Airing of Grievances: Confounding Coinage

Tyler Mead, Senior Staff Reporter

Dear Confounding Coinage,

I will undoubtedly look back at my semester abroad as some of the best months of my life so far. If, by chance, you haven’t or aren’t spending a semester abroad to become more cultured by constantly surrounding yourself with other not-actually-cultured Americans in Europe let me first say: I’m better than you.

Europe’s not without its faults however, and it’s part of my culture to complain about them. The racism, xenophobia and eurocentrism are undoubtedly prevalent, but I’m a white guy, so let’s talk about something that affects me. What bothers me is the weight in all of my pockets. I carry this jangling weight with me everywhere I go as an actual necessity to purchase things essential to my survival. Without this terrible weight I’d be without food, water or (far more importantly) coffee. I’m talking, of course, about coins.

For all the boasting about their exquisite art, food and lovers, I assure you this is a backwards wasteland of a continent almost entirely because of their barbaric reliance on coins. For us living in the modern age, coins are given to children for candy, service industry workers for pity or the homeless for a false sense of charitability. They hold no real value, nor should they.

The “euro,” as these people call it, utilizes these ridiculous monetary abominations as not only a full euro, but a whole 2 euro. Where I’ve travelled in Europe, 3 euros can buy a meal or transportation access, so you can see the torture I’m being put through. My options are to carry 1 and 2 euro coins, in hopes that I can exchange them immediately for goods and services, or stick to my guns and only carry a 5 euro bill, their paper currency worth the least. These cretins have me trapped in their system. If I use up my euro coins, I can no longer pay exactly for my daily needs. If I only use bills, I’m handed my change in the form of more god-forsaken coins. There’s truly no escape. People don’t even tip here so I can’t unload this burden on some sub-par waiter.

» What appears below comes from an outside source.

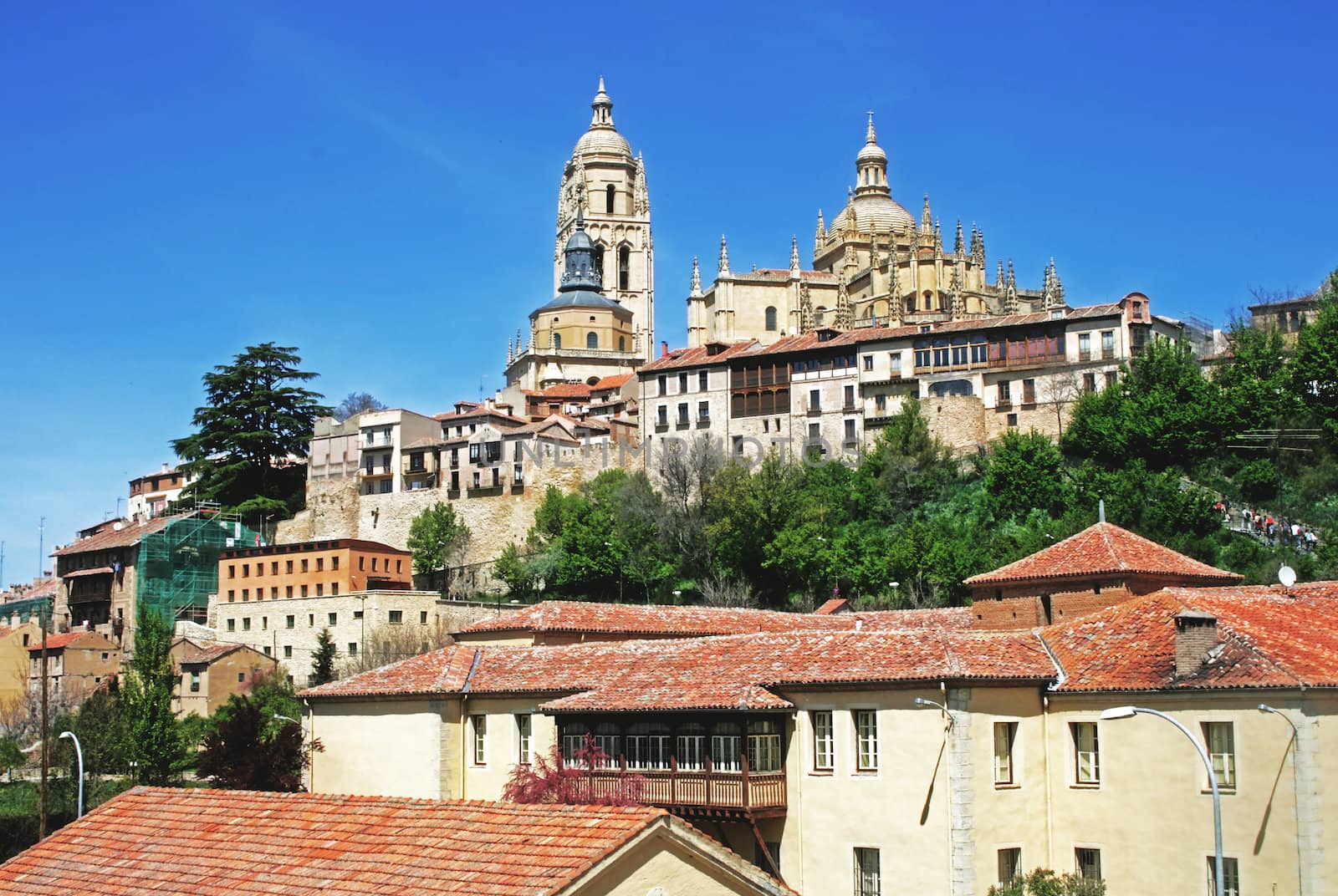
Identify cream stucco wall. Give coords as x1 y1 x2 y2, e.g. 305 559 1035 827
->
308 700 453 800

Maybe I could endure such hardships if they were my day-to-day currency, but God had other plans. Instead, I ended up in Denmark, a country that reluctantly joined the European Union on the grounds that they could keep their ridiculous monopoly-esque money that is the kroner. Not only do Danes have the audacity to use coins ranging anywhere between a half kroner to a 20 kroner, but also make the currency essentially useless. The cheapest cup of drinkable coffee I’ve found so far costs 25 kroner with a discount. Starbucks charges between 40 and 45 kroner, to get an idea of what’s normal here.

The smallest Danish bill is a 50 kroner, meaning anything I buy with that will be met with a figurative hailstorm of coins. They vary wildly in size and whether or not they have a hole in the center, and when fumbling through my pockets for the right two or seven coins needed to make a small purchase all feel the same. This is not how the civilized world functions. There’s a reason the Sacagawea dollar is almost as neglected as the plight of Sacagawea’s people (looking at you, public schools.) Let me give you a piece of paper with a dead white man on them in exchange for a dollar menu item. I don’t jingle.